Skillet Duck / Red Oak Leaf Salad / Fried Egg Garnish

Jacques says:" Easy/delicious, cooked like Southern fried chicken in its own fat in covered pot to develop steam; very moist and tender, w/ crisp skin. Use very large lidded skillet/pan. Rendered duck fat goes in dressing; rest is delicious for sautéing potatoes or flavoring soup. Serve duck lukewarm to warm, salad room temp, eggs warm. Serves 4."
BEGIN W/ knife or poultry shears halve 5 lb duck lengthwise, slicing thru carcass bones. Then cut each half into 2 pieces: each w/ leg/breast/wing attached. Cut off backbone; cut duck into pieces. Reserve neck, gizzard, liver, heart.
COOK METHOD Place duck pieces skin side down in heated pan w/ cracklings, add salt; cook on high 5 min. Liftup to dislodge from pan bottom then reset skin side down in pan. Add neck/gizzard, cover/cook on med 15 min. Should be cooking in deep fat; skin should be very brown at this point. Reset heat very low, cover/cook 30 min (almost immersed in fat.) Add liver/ heart; cover/cook 5 min. Liftout duck to sheetpan; set in 170 deg oven. Pour pan fat into bowl; cool. (Usable 2 months for sautéing potatoes, veg.)

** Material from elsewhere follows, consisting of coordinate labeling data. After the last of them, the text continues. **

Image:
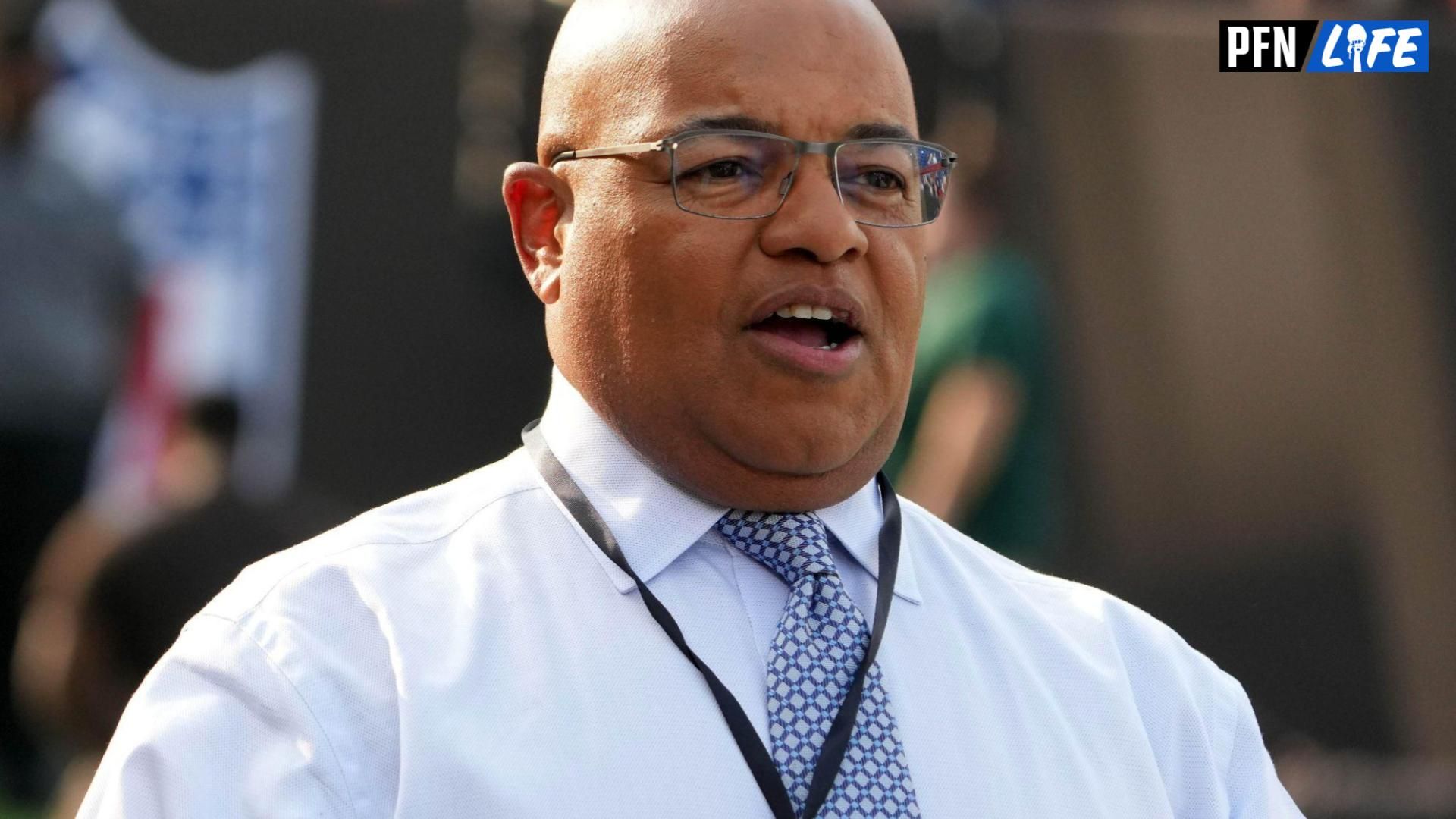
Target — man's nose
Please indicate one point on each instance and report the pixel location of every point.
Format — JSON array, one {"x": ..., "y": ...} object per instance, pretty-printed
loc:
[{"x": 813, "y": 221}]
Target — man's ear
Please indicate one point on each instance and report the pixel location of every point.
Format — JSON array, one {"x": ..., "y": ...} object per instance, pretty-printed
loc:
[{"x": 539, "y": 203}]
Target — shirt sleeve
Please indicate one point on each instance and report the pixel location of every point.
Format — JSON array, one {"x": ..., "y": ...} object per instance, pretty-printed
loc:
[
  {"x": 218, "y": 729},
  {"x": 1254, "y": 789}
]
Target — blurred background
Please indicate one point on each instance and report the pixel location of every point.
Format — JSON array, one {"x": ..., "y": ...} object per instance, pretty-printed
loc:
[{"x": 255, "y": 278}]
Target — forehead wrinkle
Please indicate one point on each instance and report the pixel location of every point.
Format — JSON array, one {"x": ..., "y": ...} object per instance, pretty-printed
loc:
[{"x": 618, "y": 69}]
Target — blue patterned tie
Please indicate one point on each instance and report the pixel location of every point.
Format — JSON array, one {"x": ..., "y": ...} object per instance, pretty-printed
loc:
[{"x": 820, "y": 643}]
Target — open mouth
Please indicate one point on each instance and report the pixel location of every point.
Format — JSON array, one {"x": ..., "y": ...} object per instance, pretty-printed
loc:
[{"x": 808, "y": 325}]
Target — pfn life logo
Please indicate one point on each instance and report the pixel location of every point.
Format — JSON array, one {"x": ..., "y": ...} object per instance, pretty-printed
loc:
[{"x": 1324, "y": 46}]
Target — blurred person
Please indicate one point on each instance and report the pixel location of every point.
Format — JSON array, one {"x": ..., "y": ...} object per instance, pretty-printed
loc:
[
  {"x": 673, "y": 599},
  {"x": 977, "y": 447},
  {"x": 67, "y": 295},
  {"x": 107, "y": 599}
]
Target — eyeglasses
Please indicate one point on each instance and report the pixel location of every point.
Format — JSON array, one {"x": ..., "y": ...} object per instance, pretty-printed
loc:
[{"x": 728, "y": 174}]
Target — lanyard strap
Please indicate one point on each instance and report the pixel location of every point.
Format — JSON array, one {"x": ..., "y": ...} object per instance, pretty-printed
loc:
[{"x": 758, "y": 757}]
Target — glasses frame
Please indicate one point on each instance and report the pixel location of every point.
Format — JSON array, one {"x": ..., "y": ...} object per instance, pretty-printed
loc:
[{"x": 800, "y": 149}]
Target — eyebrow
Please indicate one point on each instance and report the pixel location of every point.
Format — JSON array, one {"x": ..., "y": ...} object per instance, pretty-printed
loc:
[{"x": 739, "y": 123}]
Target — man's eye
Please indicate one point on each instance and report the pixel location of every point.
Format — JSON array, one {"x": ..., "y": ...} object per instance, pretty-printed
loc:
[
  {"x": 880, "y": 180},
  {"x": 720, "y": 169}
]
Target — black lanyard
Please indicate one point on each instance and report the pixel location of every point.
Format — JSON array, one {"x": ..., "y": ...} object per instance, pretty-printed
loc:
[{"x": 753, "y": 751}]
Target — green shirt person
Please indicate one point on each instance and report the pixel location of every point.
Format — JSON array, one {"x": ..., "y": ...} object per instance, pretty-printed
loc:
[{"x": 979, "y": 442}]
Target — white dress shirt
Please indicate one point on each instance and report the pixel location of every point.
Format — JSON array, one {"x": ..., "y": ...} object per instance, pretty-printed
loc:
[{"x": 468, "y": 651}]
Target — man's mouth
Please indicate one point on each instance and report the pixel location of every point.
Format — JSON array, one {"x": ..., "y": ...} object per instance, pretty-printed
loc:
[{"x": 816, "y": 327}]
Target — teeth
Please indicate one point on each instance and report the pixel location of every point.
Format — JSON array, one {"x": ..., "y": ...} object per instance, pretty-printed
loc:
[{"x": 804, "y": 312}]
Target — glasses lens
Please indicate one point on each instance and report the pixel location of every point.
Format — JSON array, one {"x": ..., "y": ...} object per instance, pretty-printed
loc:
[
  {"x": 893, "y": 184},
  {"x": 731, "y": 175}
]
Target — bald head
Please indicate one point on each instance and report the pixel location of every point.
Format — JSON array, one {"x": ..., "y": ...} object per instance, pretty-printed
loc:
[
  {"x": 655, "y": 314},
  {"x": 613, "y": 60}
]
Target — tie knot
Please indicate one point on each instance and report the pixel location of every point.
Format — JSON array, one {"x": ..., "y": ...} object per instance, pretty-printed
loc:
[{"x": 792, "y": 545}]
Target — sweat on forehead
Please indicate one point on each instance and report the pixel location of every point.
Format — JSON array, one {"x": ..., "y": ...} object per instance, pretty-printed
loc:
[{"x": 619, "y": 64}]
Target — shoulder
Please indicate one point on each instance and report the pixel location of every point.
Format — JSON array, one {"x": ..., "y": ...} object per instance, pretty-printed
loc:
[
  {"x": 1074, "y": 627},
  {"x": 354, "y": 557}
]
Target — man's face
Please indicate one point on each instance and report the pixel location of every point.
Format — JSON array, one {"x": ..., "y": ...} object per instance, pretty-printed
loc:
[{"x": 667, "y": 319}]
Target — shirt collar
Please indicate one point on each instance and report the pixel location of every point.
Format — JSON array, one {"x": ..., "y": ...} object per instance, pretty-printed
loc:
[{"x": 655, "y": 521}]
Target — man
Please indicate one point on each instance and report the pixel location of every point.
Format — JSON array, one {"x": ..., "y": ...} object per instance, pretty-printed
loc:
[{"x": 609, "y": 623}]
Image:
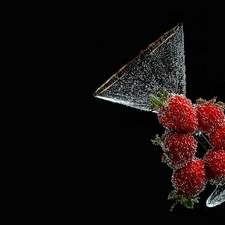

SAUCE Deglaze skillet caramelization w/ 1/4 cup fruity dry white wine. Keep warm.
PLATING Center on 4 plates, dressed salad, duck piece, sprinkle duck w/pan drippings; spoon egg garnish around duck. Serve.
GARNISH: Add 2 tea sweet butter to hot skillet heated a min; when butter is hot, add/stir/scramble 2 lge fork-beaten eggs gently on high (should stay runny). S/p.
SALAD Combine/stir gently head red oak leaf lettuce/bunch arugula leaves, Dressing (should look separated). 1/2 tea minced garlic, tbl ea chp shallot, wh/wine vinegar, 3 tbl mixture duck fat/peanut oil/ol/oil, tea light soy sauce, s/p.
CRACKLINGS Cook down diced skin/fat trimmings. Use to fry duck and add to dressing.